V
She had made the acquaintance of Count Maidanoff in Trouville. She had been presented to him on the promenade, and a far-flung circle of fashionables had looked on. Careful murmurs had blended with the thunder of the sea.
She came home and grasped Susan by the shoulders. “Don’t let me go out again,” she said, pale and breathing heavily. “I don’t want to look into those eyes again. I must not meet that man any more.”
Susan exhausted herself promising this. She did not know who had awakened such horror in her mistress. “Elle est un peu folle,” she said to M. Labourdemont, the secretary, “mais ce grain de folie est le meilleur de l’art.”
The next day Count Maidanoff announced his formal call, and had to be received.
The conventional act of homage, to which he was entitled by his birth, he repaid with a personal and sincere one.

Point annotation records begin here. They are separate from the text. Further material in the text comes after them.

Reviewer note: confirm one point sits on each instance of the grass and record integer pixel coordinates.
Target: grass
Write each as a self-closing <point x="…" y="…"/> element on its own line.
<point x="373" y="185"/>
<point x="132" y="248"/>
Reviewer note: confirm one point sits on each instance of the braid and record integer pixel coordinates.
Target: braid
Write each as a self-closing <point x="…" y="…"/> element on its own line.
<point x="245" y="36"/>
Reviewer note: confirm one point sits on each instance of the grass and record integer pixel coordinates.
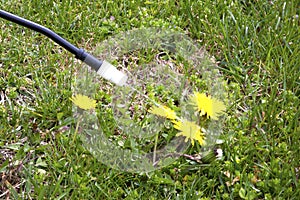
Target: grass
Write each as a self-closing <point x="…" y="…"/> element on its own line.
<point x="256" y="46"/>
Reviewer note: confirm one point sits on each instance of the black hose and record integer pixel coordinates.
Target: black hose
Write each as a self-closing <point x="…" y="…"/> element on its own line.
<point x="79" y="53"/>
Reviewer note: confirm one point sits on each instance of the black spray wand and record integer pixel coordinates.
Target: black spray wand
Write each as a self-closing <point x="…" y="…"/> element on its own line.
<point x="103" y="68"/>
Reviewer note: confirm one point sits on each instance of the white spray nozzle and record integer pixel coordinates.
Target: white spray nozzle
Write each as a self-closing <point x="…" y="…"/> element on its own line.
<point x="111" y="73"/>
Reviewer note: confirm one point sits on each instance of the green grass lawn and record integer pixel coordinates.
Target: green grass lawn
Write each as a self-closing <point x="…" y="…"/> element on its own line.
<point x="256" y="47"/>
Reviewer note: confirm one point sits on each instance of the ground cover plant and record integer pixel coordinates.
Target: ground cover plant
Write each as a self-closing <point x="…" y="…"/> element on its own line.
<point x="256" y="48"/>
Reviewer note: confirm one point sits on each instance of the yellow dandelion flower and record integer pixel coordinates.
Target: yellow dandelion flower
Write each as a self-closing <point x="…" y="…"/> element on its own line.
<point x="163" y="111"/>
<point x="83" y="102"/>
<point x="190" y="130"/>
<point x="208" y="105"/>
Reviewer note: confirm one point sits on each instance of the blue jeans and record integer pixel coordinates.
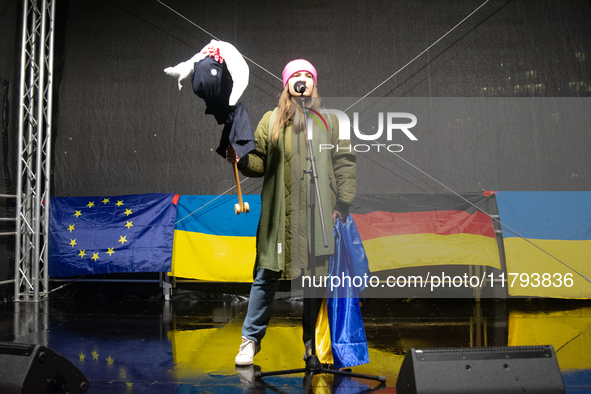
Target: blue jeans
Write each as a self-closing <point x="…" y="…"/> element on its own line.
<point x="258" y="314"/>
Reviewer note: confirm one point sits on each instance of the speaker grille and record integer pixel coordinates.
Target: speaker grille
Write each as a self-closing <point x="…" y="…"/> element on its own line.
<point x="489" y="353"/>
<point x="16" y="349"/>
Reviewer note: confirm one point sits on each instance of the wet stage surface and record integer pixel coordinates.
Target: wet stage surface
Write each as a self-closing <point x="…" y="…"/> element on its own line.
<point x="188" y="346"/>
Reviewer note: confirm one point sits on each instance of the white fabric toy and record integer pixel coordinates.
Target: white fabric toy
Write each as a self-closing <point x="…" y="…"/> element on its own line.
<point x="222" y="52"/>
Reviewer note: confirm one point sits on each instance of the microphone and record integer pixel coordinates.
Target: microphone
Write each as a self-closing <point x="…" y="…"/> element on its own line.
<point x="299" y="87"/>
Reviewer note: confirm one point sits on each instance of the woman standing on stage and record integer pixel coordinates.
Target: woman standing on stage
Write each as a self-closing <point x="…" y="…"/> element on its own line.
<point x="282" y="237"/>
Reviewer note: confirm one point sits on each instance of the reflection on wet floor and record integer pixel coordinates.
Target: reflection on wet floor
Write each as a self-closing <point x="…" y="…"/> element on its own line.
<point x="180" y="346"/>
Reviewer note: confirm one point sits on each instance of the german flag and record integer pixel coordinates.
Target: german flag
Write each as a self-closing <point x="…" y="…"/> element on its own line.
<point x="411" y="230"/>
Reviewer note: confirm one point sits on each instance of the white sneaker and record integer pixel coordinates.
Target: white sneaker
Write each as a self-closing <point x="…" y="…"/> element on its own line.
<point x="308" y="352"/>
<point x="247" y="351"/>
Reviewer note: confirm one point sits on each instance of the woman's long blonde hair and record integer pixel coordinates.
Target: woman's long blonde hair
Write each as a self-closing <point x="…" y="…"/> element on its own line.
<point x="287" y="110"/>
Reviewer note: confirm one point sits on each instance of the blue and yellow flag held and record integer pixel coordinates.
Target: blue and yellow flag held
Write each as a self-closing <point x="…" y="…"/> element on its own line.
<point x="348" y="342"/>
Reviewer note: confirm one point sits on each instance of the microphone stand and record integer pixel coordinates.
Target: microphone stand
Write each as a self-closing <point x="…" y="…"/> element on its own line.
<point x="313" y="364"/>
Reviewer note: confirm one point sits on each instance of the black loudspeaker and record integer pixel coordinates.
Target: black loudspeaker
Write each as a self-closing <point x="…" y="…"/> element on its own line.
<point x="512" y="369"/>
<point x="35" y="369"/>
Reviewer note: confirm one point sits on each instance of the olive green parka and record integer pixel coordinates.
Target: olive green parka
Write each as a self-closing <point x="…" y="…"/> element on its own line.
<point x="283" y="231"/>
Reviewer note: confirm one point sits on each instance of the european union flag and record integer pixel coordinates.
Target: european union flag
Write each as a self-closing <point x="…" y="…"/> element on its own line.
<point x="99" y="235"/>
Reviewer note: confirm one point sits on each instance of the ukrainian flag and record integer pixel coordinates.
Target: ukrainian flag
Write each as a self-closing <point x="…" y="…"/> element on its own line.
<point x="547" y="240"/>
<point x="211" y="242"/>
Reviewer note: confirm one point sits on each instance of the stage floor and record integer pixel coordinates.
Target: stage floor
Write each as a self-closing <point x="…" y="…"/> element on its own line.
<point x="188" y="345"/>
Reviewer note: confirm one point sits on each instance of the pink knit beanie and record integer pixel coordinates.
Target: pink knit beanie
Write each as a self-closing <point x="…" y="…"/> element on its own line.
<point x="298" y="65"/>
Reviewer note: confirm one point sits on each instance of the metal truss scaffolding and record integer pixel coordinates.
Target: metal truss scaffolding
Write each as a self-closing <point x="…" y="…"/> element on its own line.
<point x="34" y="151"/>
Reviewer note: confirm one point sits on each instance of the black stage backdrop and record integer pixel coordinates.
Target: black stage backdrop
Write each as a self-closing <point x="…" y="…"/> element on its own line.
<point x="125" y="128"/>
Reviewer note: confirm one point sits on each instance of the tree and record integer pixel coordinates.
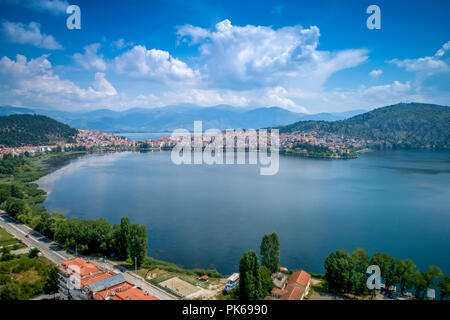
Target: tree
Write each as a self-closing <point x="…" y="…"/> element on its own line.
<point x="10" y="291"/>
<point x="137" y="243"/>
<point x="432" y="273"/>
<point x="33" y="253"/>
<point x="360" y="262"/>
<point x="387" y="266"/>
<point x="270" y="252"/>
<point x="52" y="281"/>
<point x="266" y="280"/>
<point x="444" y="287"/>
<point x="420" y="284"/>
<point x="338" y="271"/>
<point x="121" y="236"/>
<point x="250" y="287"/>
<point x="19" y="209"/>
<point x="405" y="274"/>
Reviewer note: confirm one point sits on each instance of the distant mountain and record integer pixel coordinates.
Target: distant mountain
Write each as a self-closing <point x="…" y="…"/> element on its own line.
<point x="22" y="130"/>
<point x="404" y="125"/>
<point x="178" y="116"/>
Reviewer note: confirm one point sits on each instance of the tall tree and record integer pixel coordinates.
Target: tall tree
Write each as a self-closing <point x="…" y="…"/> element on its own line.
<point x="250" y="287"/>
<point x="266" y="280"/>
<point x="444" y="287"/>
<point x="137" y="243"/>
<point x="338" y="271"/>
<point x="360" y="262"/>
<point x="433" y="272"/>
<point x="121" y="238"/>
<point x="405" y="274"/>
<point x="270" y="252"/>
<point x="387" y="266"/>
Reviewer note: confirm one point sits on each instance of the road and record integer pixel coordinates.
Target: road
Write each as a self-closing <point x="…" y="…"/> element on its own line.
<point x="56" y="254"/>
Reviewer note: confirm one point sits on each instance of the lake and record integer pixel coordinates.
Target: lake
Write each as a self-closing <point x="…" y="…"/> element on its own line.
<point x="206" y="216"/>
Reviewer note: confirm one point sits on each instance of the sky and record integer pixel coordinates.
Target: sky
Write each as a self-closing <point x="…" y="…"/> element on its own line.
<point x="304" y="56"/>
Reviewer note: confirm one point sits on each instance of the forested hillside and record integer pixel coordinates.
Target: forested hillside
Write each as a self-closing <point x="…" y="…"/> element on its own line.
<point x="23" y="130"/>
<point x="404" y="125"/>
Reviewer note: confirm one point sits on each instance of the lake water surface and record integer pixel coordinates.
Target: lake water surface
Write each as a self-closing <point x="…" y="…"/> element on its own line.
<point x="206" y="216"/>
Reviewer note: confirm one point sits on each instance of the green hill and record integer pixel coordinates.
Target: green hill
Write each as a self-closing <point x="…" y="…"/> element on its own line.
<point x="404" y="125"/>
<point x="24" y="130"/>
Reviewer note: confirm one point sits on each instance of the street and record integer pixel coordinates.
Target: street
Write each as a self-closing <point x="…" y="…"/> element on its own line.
<point x="52" y="251"/>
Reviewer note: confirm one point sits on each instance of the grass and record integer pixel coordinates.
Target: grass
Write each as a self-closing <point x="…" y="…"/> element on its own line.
<point x="7" y="240"/>
<point x="22" y="277"/>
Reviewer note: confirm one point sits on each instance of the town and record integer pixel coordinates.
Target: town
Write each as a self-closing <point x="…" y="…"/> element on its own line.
<point x="309" y="143"/>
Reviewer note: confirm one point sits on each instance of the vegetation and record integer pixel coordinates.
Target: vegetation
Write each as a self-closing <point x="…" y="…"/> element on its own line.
<point x="404" y="125"/>
<point x="270" y="252"/>
<point x="346" y="274"/>
<point x="21" y="200"/>
<point x="24" y="276"/>
<point x="33" y="130"/>
<point x="250" y="286"/>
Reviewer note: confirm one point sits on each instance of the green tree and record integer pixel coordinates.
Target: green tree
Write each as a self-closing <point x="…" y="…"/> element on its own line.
<point x="405" y="274"/>
<point x="250" y="287"/>
<point x="266" y="280"/>
<point x="433" y="272"/>
<point x="420" y="284"/>
<point x="360" y="262"/>
<point x="33" y="253"/>
<point x="270" y="252"/>
<point x="121" y="238"/>
<point x="10" y="291"/>
<point x="52" y="281"/>
<point x="338" y="271"/>
<point x="444" y="287"/>
<point x="387" y="266"/>
<point x="137" y="243"/>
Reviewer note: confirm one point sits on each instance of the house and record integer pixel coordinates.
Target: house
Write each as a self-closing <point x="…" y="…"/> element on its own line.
<point x="296" y="289"/>
<point x="82" y="280"/>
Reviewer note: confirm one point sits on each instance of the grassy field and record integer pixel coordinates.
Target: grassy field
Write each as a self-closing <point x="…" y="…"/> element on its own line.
<point x="7" y="240"/>
<point x="22" y="277"/>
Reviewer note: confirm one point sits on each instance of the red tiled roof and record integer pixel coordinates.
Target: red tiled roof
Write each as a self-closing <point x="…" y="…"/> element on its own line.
<point x="300" y="277"/>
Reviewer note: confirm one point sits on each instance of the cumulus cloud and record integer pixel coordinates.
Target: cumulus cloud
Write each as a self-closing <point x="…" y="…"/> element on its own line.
<point x="375" y="74"/>
<point x="121" y="43"/>
<point x="17" y="32"/>
<point x="426" y="65"/>
<point x="33" y="82"/>
<point x="55" y="7"/>
<point x="104" y="86"/>
<point x="153" y="64"/>
<point x="90" y="59"/>
<point x="251" y="56"/>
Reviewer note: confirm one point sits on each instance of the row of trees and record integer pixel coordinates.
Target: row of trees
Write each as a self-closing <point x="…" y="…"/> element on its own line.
<point x="96" y="236"/>
<point x="255" y="280"/>
<point x="346" y="273"/>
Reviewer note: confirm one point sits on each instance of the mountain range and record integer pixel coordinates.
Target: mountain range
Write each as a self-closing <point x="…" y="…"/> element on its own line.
<point x="167" y="119"/>
<point x="403" y="125"/>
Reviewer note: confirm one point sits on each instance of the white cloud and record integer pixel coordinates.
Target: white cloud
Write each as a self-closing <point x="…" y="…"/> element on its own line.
<point x="121" y="43"/>
<point x="29" y="34"/>
<point x="51" y="6"/>
<point x="104" y="86"/>
<point x="247" y="57"/>
<point x="375" y="74"/>
<point x="34" y="83"/>
<point x="426" y="65"/>
<point x="153" y="64"/>
<point x="90" y="60"/>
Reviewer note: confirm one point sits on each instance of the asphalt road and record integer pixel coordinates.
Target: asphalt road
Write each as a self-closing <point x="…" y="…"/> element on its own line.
<point x="56" y="254"/>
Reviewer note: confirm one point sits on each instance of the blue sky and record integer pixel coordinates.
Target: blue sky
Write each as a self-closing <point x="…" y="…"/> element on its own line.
<point x="305" y="56"/>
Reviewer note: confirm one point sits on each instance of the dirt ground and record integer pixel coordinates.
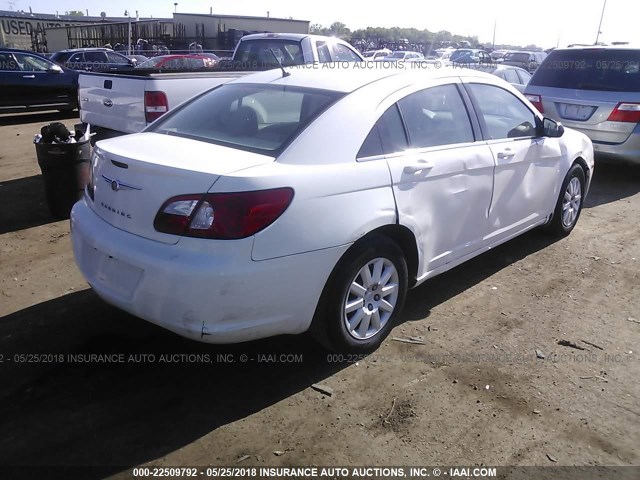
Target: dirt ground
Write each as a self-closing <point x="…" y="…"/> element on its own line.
<point x="474" y="393"/>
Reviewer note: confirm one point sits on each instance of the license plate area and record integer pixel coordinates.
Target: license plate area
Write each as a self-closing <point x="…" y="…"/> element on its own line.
<point x="571" y="111"/>
<point x="118" y="276"/>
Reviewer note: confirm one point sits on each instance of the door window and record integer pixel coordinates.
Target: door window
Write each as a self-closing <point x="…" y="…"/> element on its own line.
<point x="387" y="135"/>
<point x="504" y="115"/>
<point x="436" y="116"/>
<point x="8" y="63"/>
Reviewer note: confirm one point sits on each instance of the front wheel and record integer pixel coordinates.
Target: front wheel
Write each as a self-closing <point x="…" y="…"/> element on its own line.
<point x="362" y="297"/>
<point x="569" y="205"/>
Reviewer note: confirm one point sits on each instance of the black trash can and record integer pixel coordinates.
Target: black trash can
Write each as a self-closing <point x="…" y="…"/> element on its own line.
<point x="65" y="171"/>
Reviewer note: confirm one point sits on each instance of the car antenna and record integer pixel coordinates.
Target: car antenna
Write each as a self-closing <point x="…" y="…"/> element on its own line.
<point x="284" y="72"/>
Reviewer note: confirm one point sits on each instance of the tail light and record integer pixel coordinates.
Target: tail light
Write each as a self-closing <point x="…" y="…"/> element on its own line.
<point x="223" y="216"/>
<point x="155" y="105"/>
<point x="537" y="102"/>
<point x="626" y="112"/>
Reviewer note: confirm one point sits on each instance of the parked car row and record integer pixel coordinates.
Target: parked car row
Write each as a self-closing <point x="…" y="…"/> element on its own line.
<point x="31" y="82"/>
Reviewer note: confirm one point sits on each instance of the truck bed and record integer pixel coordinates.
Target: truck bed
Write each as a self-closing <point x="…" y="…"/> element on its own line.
<point x="118" y="100"/>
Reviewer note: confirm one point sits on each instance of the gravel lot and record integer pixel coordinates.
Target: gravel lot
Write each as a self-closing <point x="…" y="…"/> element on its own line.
<point x="473" y="393"/>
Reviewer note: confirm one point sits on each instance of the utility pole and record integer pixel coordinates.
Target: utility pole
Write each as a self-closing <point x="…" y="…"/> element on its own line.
<point x="600" y="24"/>
<point x="494" y="34"/>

His speech was heavy and slow. He seemed to despise the words, the use of which caused him such exertion. Sometimes he stopped in the middle of a sentence and frowned in annoyance. Between his eyebrows there were two straight, deep lines that made his face permanently sombre. His smile began with an upward curl of the lips, and quivered down into his thin, colourless beard, like the effect of a muscular paralysis.
He went straight and without circumlocution toward his purpose. It was commonly the office of his creatures to clear the road toward his amatory adventures. By doing the wooing himself in this instance he desired to single out its object by an act of especial graciousness.
The cool timidity of the dancer had pleased him at first. Fear was to him the most appealing quality in men. But Eva’s repressed chill in the face of his courteous proposals confused him. His eyes became empty, he looked bored, and asked for permission to light a cigarette.
He talked of Paris, of a singer at the Grand Opera there. Then he became silent, and sat there like some one who has all eternity ahead of him. When he arose and took his leave, he looked as though he were really asleep.